12. He left a card, a bar of soap and a scrubbing brush next to a note that said “use these down to your bones”
Australian Missy Higgins contributes this lovely, heartfelt piano pop song with lyrics that do, in fact, hit close to home. She’s kinda pretty too, which, I admit, doesn’t count against her.
13. Tears fill up my eyes I’m washed away with sorrow, and somewhere in my mind I know there’s no tomorrow
Sugar’s Copper Blue was possibly my favourite album of 1994. ex-Hüsker Dü frontman Bob Mould’s new band had everything I was really digging at the time – great guitar, strong melodies and meaningful lyrics. This was the best song on that amazing album, and in more recent times has even more personal resonance than when I first heard it. Another one I keep meaning to learn to play.
14. It don’t matter what you do, I don’t care what you say, It don’t matter where you go, honey
Louisiana native Buckwheat Zydeco (Stanley Dural) is an awesome musician, and this little gem off his 2005 album jackpot shows off why. Its hard to listen to this song and not smile. (Hey, katyhh: accordion!)
15. I was trained in Arizona in a secret desert camp where we did night manoeuvres without a lighted lamp
Hawkwind – Secret Agent
vila_resthal introduced me to Hawkwind, and I’ve been a big fan ever since. This is a rocking number off their 1993 Electric Tepee album.
16. Here I go, going down, down, down; my mind is a blank, my head is spinning around and around
The Jody Grind – Funnel of Love
Oh, for what might have been. The Jody Grind was absolutely one of the best bands coming out of the Atlanta music scene in the early 1990s. They made two albums, all full of their weird fusion of jazz, rock, and R&B. They were just starting to catch some attention when two of the members of the band were killed in a car crash. Singer Kelly Hogan is now living in Chicago and still making music, these two splendid albums from her former band will always stand as my favourite of her work.

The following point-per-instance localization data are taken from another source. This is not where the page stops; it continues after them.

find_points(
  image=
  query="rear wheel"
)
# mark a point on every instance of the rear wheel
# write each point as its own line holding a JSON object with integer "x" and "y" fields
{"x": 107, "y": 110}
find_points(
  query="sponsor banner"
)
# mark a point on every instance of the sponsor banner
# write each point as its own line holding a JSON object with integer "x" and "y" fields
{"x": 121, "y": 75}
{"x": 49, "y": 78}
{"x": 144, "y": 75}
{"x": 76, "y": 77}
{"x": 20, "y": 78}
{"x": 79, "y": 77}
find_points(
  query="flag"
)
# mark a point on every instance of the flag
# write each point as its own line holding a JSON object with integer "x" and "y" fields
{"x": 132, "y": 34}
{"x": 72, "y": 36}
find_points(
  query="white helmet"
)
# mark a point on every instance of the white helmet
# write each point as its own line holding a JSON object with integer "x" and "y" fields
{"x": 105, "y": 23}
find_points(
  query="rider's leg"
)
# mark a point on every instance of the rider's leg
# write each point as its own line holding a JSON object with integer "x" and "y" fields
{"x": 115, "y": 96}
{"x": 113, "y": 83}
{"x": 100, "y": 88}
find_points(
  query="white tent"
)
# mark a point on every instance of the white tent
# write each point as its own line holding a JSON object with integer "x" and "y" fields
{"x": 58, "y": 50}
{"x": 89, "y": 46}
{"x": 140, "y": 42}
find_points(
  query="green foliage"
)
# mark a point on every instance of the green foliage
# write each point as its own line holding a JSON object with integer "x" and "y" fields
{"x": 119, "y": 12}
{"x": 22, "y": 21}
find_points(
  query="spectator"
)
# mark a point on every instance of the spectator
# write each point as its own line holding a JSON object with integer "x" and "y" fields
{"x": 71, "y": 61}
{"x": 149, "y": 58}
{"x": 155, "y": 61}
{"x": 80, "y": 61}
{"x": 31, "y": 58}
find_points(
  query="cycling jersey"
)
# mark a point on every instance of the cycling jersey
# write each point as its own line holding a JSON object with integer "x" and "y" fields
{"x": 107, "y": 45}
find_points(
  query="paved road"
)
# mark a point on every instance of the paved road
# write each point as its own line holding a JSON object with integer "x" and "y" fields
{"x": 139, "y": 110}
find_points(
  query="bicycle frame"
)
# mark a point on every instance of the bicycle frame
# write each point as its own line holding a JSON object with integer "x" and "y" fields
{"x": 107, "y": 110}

17. What may I ask is never enough; It’s never too sweet and it’s never too rough
This is a fantastic song from Los Angeles’s Mellowdrome. There’s something delightfully nostalgic about this 2006 track…it has a poppy psychedelic vibe that gets it stuck in your head. Good stuff.
18. Peter said to Paul you know all those words we wrote are just the rules of the game and the rules are the first to go
This is the first song that I heard by Idaho-born songwriter Josh Ritter, and it utterly blew me away. Since, I’ve collected more of his work, and none of it has let me down. This is the sort of song I hear and thing “I wish I’d written that.”
19. Floating in the summer sunshine, we are flying, we are blue; Falling like a summer raindrop, like a teardrop, like the dew
Just a clip of the song, sadly. The October Project is one of those bands that is really hard to describe, but they’re utterly awesome. Musically lush, with Mary Fahl’s gorgeous ethereal voice floating over the top of rich orchestrated music…this is Grade A Goodness. Since I can’t find a full clip of this song, have another: Return To Me.
20. Lost track of what i had to get done, not meeting anyone, stuck in one place while the snowflakes all come down
Back when I used to randomly surf through the mp3 newsgroups on Usenet, I’d sometimes download music from a band simply because I liked the name of the band. This is how I discovered Swedish garage-pop band Suburban Kids With Biblical Names. This song came off their first full-length album, titled simply “#3”. Their music is silly, catchy fun. (The linked clip is a live bootleg video. You can hear a much cleaner version of it on their MySpace page.
And that’s the list. Aren’t you glad you asked?
Just because I want to share as much as I can with you, I dug up as many online links as I could so you can hear this stuff for yourself. Enjoy!